Abdul Moqsith Ghazali: Negara Tak Boleh Intervensi Agama

1963

Kemajemukan (pluralitas) sejatinya merupakan sebuah keniscayaan yang tak mungkin ditolak. Karena secara teologis maupun sosiologis, perbedaan menjadi konsekuensi logis dari beragamnya kebudayaan masyarakat. Sayangnya, dalam banyak pengalaman, khususnya dalam konteks Indonesia, perbedaan itu tak jarang berubah menjadi konflik yang sering kali merenggut hak seseorang sebagai warga negara; misalnya hak untuk hidup dengan rasa aman, hak menjalankan agama menurut keyakinannya, pun hak untuk mendapat perlakukan sama dan setara. Setidaknya fakta inilah yang terkuak dalam perbincangan singkat antara Julmanyah Putra dan Zaenal Abidin dari PSIK-Indonesia dengan Abdul Moqsith Ghazali, Dosen Falsafah dan Agama Universitas Paramadina dan Peneliti The Wahid Institute di sela-sela kesibukannya memberi materi dalam sebuah acara di Wisma Sahida Inn, Universitas Islam Negeri Syarif Hidayatullah Jakarta pada Kamis, 16 April 2009 lalu. Bagi Moqsith, pemicu konflik tidak melulu lahir dari soal-soal keagamaan. Ada variabel lain yang juga turut memicu yakni soal ekonomi dan politik. Karenanya, harus dikategorisasi, misalnya harus dipolarisasi konflik yang berlatar belakang ekonomi dan politik, tentu tidak bisa diselesaikan hanya lewat penyeselaian teologis. Berikut petikan wawancaranya.

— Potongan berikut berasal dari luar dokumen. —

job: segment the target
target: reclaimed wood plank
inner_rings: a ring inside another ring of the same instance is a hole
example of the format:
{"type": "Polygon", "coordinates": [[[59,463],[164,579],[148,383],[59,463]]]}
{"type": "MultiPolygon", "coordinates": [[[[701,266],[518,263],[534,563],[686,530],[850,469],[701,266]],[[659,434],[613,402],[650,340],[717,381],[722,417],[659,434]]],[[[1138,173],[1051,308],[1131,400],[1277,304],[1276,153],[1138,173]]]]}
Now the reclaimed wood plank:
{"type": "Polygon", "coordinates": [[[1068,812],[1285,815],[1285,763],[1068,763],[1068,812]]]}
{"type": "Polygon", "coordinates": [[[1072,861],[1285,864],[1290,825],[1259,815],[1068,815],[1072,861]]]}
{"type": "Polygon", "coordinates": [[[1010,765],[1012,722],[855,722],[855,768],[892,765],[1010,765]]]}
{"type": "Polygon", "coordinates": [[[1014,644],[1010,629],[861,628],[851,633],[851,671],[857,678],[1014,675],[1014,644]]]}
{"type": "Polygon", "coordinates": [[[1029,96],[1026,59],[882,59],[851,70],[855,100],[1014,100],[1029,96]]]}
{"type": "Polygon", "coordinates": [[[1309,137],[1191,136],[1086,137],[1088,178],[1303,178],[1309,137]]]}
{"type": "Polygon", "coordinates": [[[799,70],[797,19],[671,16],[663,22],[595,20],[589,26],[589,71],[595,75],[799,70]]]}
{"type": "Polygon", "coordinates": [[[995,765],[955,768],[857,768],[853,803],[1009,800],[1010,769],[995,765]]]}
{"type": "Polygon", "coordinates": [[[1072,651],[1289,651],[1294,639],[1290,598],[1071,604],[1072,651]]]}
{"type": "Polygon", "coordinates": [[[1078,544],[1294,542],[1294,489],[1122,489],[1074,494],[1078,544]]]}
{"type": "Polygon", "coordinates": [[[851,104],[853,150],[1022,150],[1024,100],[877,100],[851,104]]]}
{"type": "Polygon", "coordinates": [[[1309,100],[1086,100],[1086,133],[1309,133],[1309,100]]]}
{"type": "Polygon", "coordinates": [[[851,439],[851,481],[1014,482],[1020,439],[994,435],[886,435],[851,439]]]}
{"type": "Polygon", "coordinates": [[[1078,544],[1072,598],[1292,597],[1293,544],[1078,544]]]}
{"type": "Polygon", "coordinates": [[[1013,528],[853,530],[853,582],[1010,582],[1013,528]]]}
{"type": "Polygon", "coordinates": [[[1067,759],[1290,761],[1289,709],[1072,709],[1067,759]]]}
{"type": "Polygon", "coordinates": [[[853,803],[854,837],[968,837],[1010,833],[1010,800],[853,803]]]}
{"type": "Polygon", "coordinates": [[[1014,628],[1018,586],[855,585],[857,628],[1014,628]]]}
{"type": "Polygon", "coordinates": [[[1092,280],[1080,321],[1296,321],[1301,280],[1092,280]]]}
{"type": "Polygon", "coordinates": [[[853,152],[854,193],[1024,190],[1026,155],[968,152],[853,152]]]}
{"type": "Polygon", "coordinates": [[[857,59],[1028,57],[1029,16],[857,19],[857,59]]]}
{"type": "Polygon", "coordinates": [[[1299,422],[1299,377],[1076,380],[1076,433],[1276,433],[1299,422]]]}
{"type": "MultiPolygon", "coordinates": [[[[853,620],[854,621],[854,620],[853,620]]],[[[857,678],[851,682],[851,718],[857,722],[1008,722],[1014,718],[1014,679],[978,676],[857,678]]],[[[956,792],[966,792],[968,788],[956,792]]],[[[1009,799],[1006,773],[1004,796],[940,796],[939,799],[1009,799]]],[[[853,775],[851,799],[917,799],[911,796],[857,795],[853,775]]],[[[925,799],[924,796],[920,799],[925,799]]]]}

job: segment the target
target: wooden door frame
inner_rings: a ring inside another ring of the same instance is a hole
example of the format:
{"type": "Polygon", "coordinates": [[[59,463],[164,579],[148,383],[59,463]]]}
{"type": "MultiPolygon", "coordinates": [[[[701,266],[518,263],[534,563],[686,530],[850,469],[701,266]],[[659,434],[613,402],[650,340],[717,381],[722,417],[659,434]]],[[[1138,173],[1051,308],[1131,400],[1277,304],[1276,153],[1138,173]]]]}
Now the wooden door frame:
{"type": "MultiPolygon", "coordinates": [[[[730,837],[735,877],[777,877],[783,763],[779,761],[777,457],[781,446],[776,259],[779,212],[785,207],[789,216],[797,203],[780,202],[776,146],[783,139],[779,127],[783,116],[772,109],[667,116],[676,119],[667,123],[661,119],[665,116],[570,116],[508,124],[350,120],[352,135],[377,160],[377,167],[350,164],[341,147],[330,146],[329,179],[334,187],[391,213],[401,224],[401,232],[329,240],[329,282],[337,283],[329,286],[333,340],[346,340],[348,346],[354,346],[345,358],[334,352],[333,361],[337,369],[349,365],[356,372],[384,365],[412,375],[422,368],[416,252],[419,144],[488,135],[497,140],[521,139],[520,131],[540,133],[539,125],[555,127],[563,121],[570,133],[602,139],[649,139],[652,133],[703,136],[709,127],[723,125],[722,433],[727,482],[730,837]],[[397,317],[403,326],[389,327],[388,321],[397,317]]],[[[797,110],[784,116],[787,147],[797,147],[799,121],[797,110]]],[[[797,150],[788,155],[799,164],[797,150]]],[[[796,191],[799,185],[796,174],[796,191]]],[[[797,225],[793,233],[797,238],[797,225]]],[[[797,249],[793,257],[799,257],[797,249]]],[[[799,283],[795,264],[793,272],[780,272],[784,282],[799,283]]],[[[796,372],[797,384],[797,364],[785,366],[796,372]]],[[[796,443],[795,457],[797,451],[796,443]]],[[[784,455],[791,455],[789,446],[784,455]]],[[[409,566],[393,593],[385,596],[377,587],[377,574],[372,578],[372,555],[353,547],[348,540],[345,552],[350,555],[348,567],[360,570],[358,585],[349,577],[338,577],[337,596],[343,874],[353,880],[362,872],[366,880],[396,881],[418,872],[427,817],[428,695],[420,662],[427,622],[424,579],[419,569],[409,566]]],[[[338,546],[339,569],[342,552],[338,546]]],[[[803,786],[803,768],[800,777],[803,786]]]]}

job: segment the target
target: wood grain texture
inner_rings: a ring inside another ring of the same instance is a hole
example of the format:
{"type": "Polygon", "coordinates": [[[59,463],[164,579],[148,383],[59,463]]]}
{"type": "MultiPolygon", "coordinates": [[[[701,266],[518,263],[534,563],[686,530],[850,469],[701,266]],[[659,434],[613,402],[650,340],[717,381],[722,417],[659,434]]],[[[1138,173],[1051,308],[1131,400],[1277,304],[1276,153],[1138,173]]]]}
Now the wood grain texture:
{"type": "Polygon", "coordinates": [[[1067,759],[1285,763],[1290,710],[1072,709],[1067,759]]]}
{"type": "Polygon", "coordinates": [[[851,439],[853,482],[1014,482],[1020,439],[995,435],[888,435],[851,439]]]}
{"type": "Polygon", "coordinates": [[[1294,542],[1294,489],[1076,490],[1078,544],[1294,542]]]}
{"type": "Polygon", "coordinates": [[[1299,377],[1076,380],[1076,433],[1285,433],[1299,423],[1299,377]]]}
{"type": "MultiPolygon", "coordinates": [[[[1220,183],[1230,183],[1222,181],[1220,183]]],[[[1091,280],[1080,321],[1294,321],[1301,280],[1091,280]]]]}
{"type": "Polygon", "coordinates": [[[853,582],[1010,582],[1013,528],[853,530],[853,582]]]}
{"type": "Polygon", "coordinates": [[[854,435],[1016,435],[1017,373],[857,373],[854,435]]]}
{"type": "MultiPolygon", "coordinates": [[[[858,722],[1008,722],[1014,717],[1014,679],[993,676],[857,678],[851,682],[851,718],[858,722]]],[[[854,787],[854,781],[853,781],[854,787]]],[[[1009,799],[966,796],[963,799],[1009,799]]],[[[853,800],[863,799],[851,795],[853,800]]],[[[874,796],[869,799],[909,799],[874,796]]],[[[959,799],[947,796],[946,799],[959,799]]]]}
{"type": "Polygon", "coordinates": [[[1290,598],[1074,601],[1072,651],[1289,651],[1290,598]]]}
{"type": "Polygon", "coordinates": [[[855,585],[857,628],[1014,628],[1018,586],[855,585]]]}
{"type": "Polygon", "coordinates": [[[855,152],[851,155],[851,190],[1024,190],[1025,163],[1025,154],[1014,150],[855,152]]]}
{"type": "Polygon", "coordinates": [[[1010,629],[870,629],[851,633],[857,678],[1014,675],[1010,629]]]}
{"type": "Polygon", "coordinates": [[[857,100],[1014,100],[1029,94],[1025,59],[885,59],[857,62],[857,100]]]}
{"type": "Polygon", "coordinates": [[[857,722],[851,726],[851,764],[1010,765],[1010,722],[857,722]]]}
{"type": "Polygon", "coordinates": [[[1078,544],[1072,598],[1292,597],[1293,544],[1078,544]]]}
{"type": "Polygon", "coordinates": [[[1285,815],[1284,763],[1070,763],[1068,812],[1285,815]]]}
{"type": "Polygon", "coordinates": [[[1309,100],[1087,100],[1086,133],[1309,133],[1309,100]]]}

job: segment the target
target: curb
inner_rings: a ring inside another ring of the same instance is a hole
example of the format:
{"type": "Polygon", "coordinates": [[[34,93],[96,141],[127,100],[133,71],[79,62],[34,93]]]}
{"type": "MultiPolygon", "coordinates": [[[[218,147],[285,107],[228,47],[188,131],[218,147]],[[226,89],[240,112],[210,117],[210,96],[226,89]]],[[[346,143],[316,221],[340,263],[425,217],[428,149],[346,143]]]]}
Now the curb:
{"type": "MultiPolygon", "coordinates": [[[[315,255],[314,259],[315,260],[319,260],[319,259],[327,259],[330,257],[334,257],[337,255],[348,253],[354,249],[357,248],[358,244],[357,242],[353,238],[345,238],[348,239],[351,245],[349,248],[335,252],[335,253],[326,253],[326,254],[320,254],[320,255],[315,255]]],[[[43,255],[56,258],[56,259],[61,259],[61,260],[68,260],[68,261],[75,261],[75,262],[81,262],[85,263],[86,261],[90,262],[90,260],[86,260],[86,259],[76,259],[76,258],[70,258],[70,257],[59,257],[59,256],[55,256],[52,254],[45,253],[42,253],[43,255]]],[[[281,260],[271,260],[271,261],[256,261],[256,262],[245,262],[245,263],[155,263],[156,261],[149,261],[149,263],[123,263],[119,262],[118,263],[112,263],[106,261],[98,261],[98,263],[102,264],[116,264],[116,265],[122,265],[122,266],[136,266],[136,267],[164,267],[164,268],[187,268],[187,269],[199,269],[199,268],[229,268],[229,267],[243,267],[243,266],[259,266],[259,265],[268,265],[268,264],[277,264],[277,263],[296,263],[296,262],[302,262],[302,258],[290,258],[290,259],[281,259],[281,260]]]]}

Kita tahu bahwa diskusi atau dialog dan bahkan tulisan-tulisan mengenai keniscayaan dari keragaman itu sudah banyak dilakukan. Sebenarnya, jauh mana pengaruh diskusi dan penulisan itu pada perkembangan pluralisme dan pencegahan atau pengurangan konflik di tanah air dan sebenarnya apa yang salah dengan perbedaan itu?

Abdul Moqsith Ghazali
Abdul Moqsith Ghazali

Mungkin butuh riset khusus untuk mengetahui seberapa jauh efek dari buku tentang kerukunan itu terhadap pengurangan konflik. Ada banyak analisa, salah satunya bahwa konflik yang melibatkan umat beragama di Indonesia, tidak selalu bermotifkan utama soal-soal keagamaan. Tetapi biasanya diawali dari persoalan ekonomi politik; perebutan sumber ekonomi dan dan kekuasaan, baru kemudian untuk mendramatisasi konflik itu dibumbui argumen-argumen agama. Walaupun, tidak menutup kemungkinan ada konflik yang diawali betul oleh soal-soal keagamaan, tapi biasanya itu tidak ada variabel-variabel tunggal.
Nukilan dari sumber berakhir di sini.